Casas de signo entero y nakshatras
El Jyotish no corta las casas en porciones desiguales: un signo es una casa. Tu ascendente da la primera, el signo siguiente la segunda, y así sucesivamente. Es más simple, más antiguo, y no depende de la latitud de tu nacimiento.
A ello suma lo que Occidente perdió: los veintisiete nakshatras, las mansiones lunares, cada una dividida en cuatro padas. La posición de tu Luna dentro de su nakshatra abre la cronología de los dashas, y de ahí parte toda la lectura predictiva.
Las divisionales y el tiempo
Una carta védica no se lee en un solo mapa. Calculamos nueve cartas divisionales, de D1 a D60: cada una corta los signos con más finura e ilumina un ámbito, la pareja, el trabajo, el linaje, la parte espiritual. Sus escuelas están fijadas, la Hora parashari y el Trimsamsa del BPHS con sus cinco segmentos desiguales, porque una divisional calculada según dos escuelas da dos respuestas.
El tiempo se lee en dashas, esos periodos encajados que despliegan ciento veinte años desde tu nacimiento, y en tránsitos, el más temido de ellos el Sade Sati de Saturno. Lo fechamos desde la primera entrada hasta la última salida, retrocesos incluidos, como hace la tradición: Saturno a veces retrograda fuera del signo antes de volver a él, y detenerse en su primera salida recortaría un año al periodo.
Qué se verifica, y cómo
Las tablas clásicas no se copian sobre palabra. El Ashtakavarga, que cuenta los puntos favorables que recibe cada planeta en cada signo, lleva sus propias salvaguardas: los tratados dan el total de cada planeta, cuarenta y ocho para el Sol, cuarenta y nueve para la Luna, y trescientos treinta y siete para el conjunto. Nuestras tablas se contrastan con esos totales en cada ejecución, de modo que una línea falsa no puede pasar inadvertida.
La misma exigencia rige las horas: el orto y el ocaso del Sol, de los que dependen el Panchanga y el Rahu Kaal, comparten su tiempo sideral y su oblicuidad con el cálculo del ascendente.
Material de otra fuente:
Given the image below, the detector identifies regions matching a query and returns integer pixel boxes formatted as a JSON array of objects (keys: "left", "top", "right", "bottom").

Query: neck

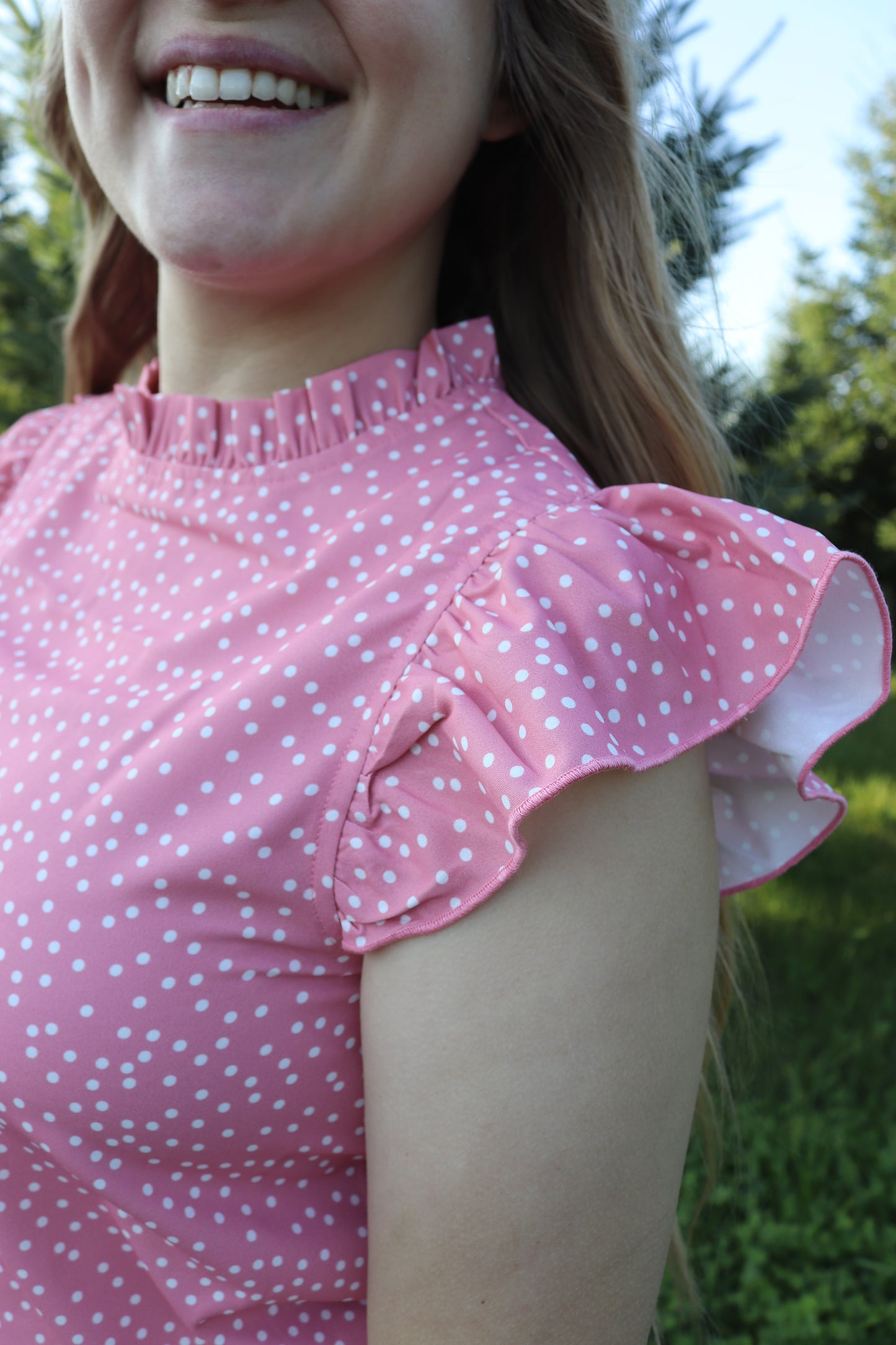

Un orto no puede, pues, divergir del ascendente que gobierna.
Ashtakavarga según el Brihat Parashara Hora Shastra; totales de control 48 / 49 / 39 / 54 / 56 / 52 / 39, suma 337.
El cálculo es un hecho. La lectura es una tradición.
Siempre distinguimos ambos: la posición de un graha se verifica, el sentido que se le da viene de una escuela, y la nombramos.